The query optimizer considers the data structures and data characteristics. This includes issues such as the size of the database file and its placement and index density. Index density refers to the percentage of duplicate rows in an index. Density is not necessarily constant along index, and because of this, the query optimizer may decide to use a table scan when retrieving some values, but use an index scan for other records. If query search conditions include a dense (duplicate) column value, it uses a table scan.
The query governor sets the query cost limit, which prevents long-running queries consume an excessive amount of query resources. You can set the cost limit the query to a value in seconds. SQL Server determines the limits of cost based on the value entered. Set the query governor to 0 disables the query governor. You can set the query governor through:
• Server properties
You can set the limit for all connections using the sp_configure system-stored procedure and server properties. You can set the limit for the current connection only using the following:
Overriding the query optimizer
You can fine-tune query performance in this situation by specifying optimizer hints in your query. You should avoid using optimizer hints unless you believe that the query optimizer is to choose less efficient execution plans and have no other solution available. You can enter optimizer hints as:
• Table hints – Specify indexes used, force a table scan, and set locking options.

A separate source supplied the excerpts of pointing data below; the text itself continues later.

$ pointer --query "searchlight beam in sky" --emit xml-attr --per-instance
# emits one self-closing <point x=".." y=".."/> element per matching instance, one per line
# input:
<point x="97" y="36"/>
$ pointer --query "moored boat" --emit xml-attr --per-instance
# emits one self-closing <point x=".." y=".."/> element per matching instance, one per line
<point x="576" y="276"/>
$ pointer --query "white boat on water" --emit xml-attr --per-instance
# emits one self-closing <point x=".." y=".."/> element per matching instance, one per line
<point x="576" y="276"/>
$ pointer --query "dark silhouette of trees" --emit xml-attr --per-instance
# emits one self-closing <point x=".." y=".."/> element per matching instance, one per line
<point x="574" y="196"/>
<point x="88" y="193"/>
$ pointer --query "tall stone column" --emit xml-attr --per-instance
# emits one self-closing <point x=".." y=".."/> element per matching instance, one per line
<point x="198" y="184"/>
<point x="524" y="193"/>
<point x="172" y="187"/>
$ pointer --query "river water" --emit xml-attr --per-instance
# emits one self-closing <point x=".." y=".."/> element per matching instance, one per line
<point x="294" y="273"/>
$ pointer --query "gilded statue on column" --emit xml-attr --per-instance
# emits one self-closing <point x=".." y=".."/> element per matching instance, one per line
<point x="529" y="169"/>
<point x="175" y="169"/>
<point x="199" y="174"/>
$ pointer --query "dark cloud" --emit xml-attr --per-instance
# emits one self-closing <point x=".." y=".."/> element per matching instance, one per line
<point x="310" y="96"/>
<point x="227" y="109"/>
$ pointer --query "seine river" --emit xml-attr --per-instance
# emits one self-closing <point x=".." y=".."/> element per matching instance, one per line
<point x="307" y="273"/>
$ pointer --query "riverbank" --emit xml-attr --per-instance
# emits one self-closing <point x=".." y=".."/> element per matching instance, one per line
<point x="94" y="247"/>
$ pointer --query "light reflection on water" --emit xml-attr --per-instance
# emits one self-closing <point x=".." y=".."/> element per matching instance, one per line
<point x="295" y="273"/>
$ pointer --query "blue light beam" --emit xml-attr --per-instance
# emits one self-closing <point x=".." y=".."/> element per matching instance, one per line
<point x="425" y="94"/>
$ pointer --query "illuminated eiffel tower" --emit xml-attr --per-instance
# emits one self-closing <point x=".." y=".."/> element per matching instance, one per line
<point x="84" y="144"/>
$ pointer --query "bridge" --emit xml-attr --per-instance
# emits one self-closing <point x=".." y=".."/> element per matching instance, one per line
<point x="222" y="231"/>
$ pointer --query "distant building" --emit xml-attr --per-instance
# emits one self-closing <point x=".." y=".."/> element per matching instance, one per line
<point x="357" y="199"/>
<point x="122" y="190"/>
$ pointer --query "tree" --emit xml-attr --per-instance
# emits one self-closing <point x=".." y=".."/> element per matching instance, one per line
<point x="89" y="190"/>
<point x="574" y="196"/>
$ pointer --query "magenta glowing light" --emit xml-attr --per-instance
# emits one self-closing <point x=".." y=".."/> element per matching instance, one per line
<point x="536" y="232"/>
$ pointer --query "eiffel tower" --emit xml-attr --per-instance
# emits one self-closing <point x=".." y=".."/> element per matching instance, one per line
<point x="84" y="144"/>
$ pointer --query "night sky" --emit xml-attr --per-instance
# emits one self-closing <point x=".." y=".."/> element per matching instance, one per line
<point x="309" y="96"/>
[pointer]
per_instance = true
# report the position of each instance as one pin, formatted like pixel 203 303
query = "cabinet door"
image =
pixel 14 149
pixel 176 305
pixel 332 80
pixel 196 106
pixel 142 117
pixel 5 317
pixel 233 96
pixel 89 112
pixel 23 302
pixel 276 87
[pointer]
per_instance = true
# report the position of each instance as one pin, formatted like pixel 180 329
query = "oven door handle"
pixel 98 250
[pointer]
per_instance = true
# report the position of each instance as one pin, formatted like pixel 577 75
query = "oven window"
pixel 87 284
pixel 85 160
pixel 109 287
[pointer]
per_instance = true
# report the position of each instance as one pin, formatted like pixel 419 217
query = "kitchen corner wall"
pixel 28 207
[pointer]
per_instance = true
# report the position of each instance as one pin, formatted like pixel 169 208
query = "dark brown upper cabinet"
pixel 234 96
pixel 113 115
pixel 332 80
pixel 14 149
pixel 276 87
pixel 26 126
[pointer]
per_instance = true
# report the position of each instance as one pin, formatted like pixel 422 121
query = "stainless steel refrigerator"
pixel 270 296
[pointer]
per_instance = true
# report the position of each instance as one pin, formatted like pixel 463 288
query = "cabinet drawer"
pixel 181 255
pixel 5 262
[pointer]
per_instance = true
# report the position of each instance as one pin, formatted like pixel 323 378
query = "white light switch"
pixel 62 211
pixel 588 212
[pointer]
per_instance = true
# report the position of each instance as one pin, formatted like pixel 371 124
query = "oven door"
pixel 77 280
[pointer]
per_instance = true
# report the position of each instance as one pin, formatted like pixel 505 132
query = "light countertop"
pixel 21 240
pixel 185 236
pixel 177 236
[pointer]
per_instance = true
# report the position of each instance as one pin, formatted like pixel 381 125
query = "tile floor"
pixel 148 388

• Join hints – Mutually exclusive choices that set the join type.
• Query hints – Specified as part of the OPTION clause and affecting all query operators.
If using optimizer hints, verify that you are, in fact, getting an improved performance by testing the query. Do not be surprised if performance does not improve. Often it is found that the query optimizer selects appropriate execution plans and that the problem is more in how the query is written and the resources (such as indexes) that are available to the query optimizer. If you use hints, you should check query performance periodically because the optimizer hints prevent the query optimizer dynamically adjust to changing conditions.
Key points to remember for indexes and queries
You support queries and query optimization by creating indexes to reduce input/output (I/O) requirements. Key points include:
• Use non-clustered indexes to support queries. This gives the query optimizer the information it needs without having to access data pages.
• Use included columns for columns that cannot be specified as key columns. This provides a more direct access to the data in included columns.
• Indexes must include all of the columns on which the query depends, as either key or non-key columns. This includes columns in the result set as well as those used for sorting, aggregation, and limiting the result set. It’s often appropriate to have all columns in some tables indexed through composite indexes.
• Provide aggregated data values for queries over indexed views. This provides better performance than the aggregate calculation when processing the query.
You should monitor the relationship between row sizes and index key sizes. If the index key size approaches the size of the row, the index offers little or no performance benefit. A clustered index, which includes a wide selection of columns in the table, could be an appropriate choice.